Reputation: 49
I've been stuck on this for way too long. I tried to decode the byte object received from the request. When I try to decode to UTF-8 and print, I don't see the string representation of the byte object. What am I missing here?
import urllib.request
url = 'https://www2.census.gov/geo/docs/reference/codes/files/national_cousub.txt'
data = urllib.request.urlopen(url)
counter = 0
for line in data:
print('byte string:')
print(line)
print('after decoding:')
print(line.decode('utf-8'))
counter = counter + 1
if counter > 5:
break
This is what I see on console:
byte string:
b'STATE,STATEFP,COUNTYFP,COUNTYNAME,COUSUBFP,COUSUBNAME,FUNCSTAT\r\r\n'
after decoding:
byte string:
b'AL,01,001,Autauga County,90171,Autaugaville CCD,S\r\r\n'
after decoding:
byte string:
b'AL,01,001,Autauga County,90315,Billingsley CCD,S\r\r\n'
after decoding:
byte string:
b'AL,01,001,Autauga County,92106,Marbury CCD,S\r\r\n'
after decoding:
byte string:
b'AL,01,001,Autauga County,92628,Prattville CCD,S\r\r\n'
after decoding:
byte string:
b'AL,01,003,Baldwin County,90207,Bay Minette CCD,S\r\r\n'
after decoding:
I am on Windows 10. Python version 3.5.5. I install python via anaconda. I am running this in PyCharm.
sys.stdout.encoding
= 'UTF-8'
Same results with print(line.decode('utf-8'), file=sys.stderr)
Upvotes: 1
Views: 2546
Reputation: 365915
Your strings all end with \r\r\n
. This is wrong, but (a) it's not your fault but the census website's fault, and (b) it shouldn't be causing this problem.

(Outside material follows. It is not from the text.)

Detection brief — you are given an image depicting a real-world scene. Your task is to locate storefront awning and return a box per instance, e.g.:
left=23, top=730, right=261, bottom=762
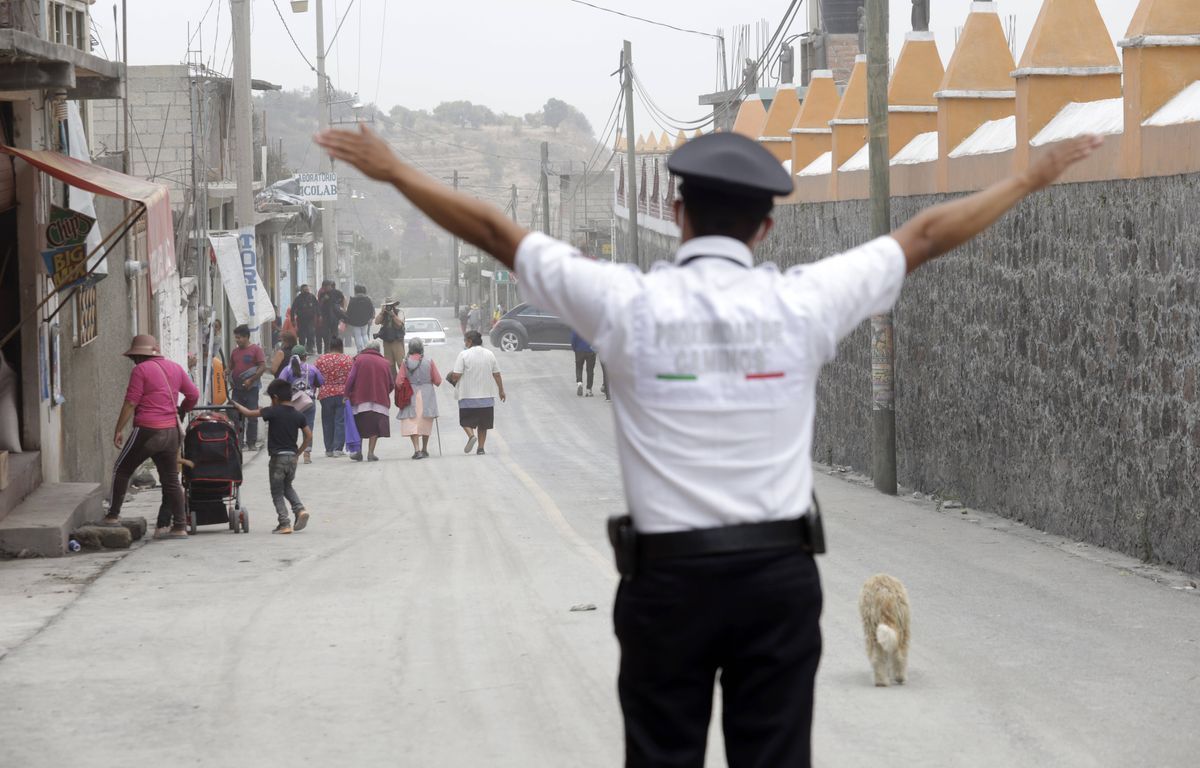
left=0, top=145, right=177, bottom=290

Assuming you're on Windows, the \r\n
at the end is a normal newline. But the extra \r
before it, without a \n
, is a carriage return that moves the cursor back to the start of the current line. Then printing the \r\n
newline is overwriting the rest of the line.
That last part is what shouldn't happen. Printing a newline should just move to the next line. You can see that by running this program at the Windows command line, in a macOS or Linux terminal, or on repl.it.
But you're running in PyCharm, with your output going to the PyCharm debugging console. The PyCharm debugging console doesn't work like a complete terminal emulator, and on of the differences is, apparently, that it handles \r
strangely. This question has more information about that. (And the same thing happens in other JetBrains IDEs, like printing the same text with Java in IntelliJ, just as you'd expect.)
There doesn't seem to be a fix for the debugging console; that's just how it works.
You can send output to PyCharm's terminal output instead of its debugging window, or run the program in its terminal, or use your Windows command prompt instead of PyCharm, or use a different IDE… but all of those mean you can't use the PyCharm debugging console for debugging, which may not be a tradeoff worth having.
If you want to work around the problem without changing your setup, the simplest solution is to remove those extra \r
characters:
print(line.decode('utf-8').replace('\r\r\n', \r\n'))
Or, better, as suggested by aldo in the comments, call either strip
or rstrip
to remove all those newline-ish characters. If you want the line to end with a proper newline (so you still get a blank line after each line):
print(line.decode('utf-8').rstrip()+'\n')
And if you don’t, it’s even simpler:
print(line.decode('utf-8').rstrip())
Upvotes: 3